Scenario 2: Removing a Server
Consider removing Server A, which handles keys from 0 to 85. The remaining servers, B and C, will need to take over the key space of A:
- Server B: 0 to 127 (expands to cover from 0 to 85)
- Server C: 128 to 255 (unchanged)
Only the keys originally managed by Server A are reassigned to Server B, while the rest of the keys remain unchanged.
Scenario 3: Virtual Replicas for Load Balancing
To handle non-uniform data distribution, we can use virtual replicas. Instead of mapping each server to a single point on the ring, we map each server to multiple points:
- Server A might be mapped to points 10, 110, and 210.
- Server B might be mapped to points 30, 130, and 230.
- Server C might be mapped to points 50, 150, and 250.
With these virtual replicas, keys are distributed more evenly across the servers. This prevents any single server from becoming a hotspot, ensuring a balanced load even if the data is not uniformly distributed.
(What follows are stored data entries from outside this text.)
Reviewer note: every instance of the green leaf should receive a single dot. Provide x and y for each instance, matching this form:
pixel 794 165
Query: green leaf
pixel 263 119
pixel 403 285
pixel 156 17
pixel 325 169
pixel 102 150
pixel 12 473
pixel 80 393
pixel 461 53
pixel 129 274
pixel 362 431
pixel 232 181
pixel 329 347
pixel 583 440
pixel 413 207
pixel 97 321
Comparing Traditional Hashing and Consistent Hashing
- Traditional Hashing (`key % n`):
- Adding a new server changes n, requiring all keys to be remapped.
- Example: With 3 servers and key % 3, keys 1, 2, 3 are mapped to servers 1, 2, 0 respectively. Adding a fourth server (key % 4) disrupts all mappings, causing extensive reorganization.
- Consistent Hashing:
- Only a small portion of keys are affected, allowing for seamless scaling and maintenance.
- Example: With servers A, B, C, and adding D as described above, only the keys between 128 and 170 are remapped, minimizing the impact on the overall system.
Consistent hashing is crucial for designing robust distributed caching systems and distributed hash tables. It ensures efficient scaling and load balancing, making your systems more resilient and easier to manage.